Review: Dylan Burchett – bread (self-released, Jan 18)

Solo tabletop improvisation usually ends up being quite intimate even with the most maximalist of sonic results; there’s something distinct about the direct relationship between the performer and the actions they take that the listener can always pick up on, a lurking yet palpable personality. Intimacy arises differently from both of the two main recording approaches a solo improviser can take, a dichotomy well-represented by two Keith Rowe releases, The Room (Erstwhile, 2007) and Live at Fairchild Chapel (Idiopathic, 2015); the former evokes claustrophobic and microscopic sound-worlds through line-in capture, while the latter makes the performance space a perceptible presence in the music, shrouding Rowe’s prepared guitar clatter and ghostly radio transmissions in shadow. I provide these examples because Dylan Burchett’s bread, a single 37-minute improvisation, is somewhere in between the two, making use of both direct and overhead recording for a delicate domestic odyssey.
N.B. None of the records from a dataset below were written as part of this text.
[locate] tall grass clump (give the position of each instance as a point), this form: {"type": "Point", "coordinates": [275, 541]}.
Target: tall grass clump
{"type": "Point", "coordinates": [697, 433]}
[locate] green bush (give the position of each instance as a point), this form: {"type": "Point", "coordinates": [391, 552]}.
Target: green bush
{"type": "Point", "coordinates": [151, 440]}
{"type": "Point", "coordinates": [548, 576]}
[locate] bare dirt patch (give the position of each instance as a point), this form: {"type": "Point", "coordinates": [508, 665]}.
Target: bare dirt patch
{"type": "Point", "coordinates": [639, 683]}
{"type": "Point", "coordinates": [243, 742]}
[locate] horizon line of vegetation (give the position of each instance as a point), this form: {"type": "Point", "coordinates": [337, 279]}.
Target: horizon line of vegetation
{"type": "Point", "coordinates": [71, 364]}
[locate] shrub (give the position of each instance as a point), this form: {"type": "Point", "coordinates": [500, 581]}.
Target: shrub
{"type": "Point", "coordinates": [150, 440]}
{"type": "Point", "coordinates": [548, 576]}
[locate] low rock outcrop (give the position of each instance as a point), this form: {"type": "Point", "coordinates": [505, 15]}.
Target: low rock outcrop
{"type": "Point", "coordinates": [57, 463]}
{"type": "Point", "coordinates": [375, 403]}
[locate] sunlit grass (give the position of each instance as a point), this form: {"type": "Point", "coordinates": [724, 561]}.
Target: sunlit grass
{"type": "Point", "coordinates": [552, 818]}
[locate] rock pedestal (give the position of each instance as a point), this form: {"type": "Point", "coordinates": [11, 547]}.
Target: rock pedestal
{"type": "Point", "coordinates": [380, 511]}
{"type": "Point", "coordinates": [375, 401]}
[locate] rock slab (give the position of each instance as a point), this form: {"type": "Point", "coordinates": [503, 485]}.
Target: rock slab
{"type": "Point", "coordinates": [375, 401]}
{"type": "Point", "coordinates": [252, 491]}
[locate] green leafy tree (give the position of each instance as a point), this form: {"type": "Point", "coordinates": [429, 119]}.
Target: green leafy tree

A range of sound sources form the basis for the track (“motors, fans, contact mics, objects, hard drives, speakers, computer”); we hear sine waves and digital crackle materialize in the liminal space between action and result as Burchett’s array of devices are arranged and activated by hand. There’s a lot of perceivable movement near the beginning, but starting at around the ten-minute mark everything begins to coalesce into a sublime, crystalline drone, full of light mechanical whir and rattle. Burchett’s presence returns around halfway through, reaching around in preparation for new sonic activity as soft samples continue independently. There’s a tremendous amount of restraint at work here, and despite its undeniable abstractness bread’s subtlety make it an accessible, cozy mid-afternoon listen for anyone with an adventurous ear.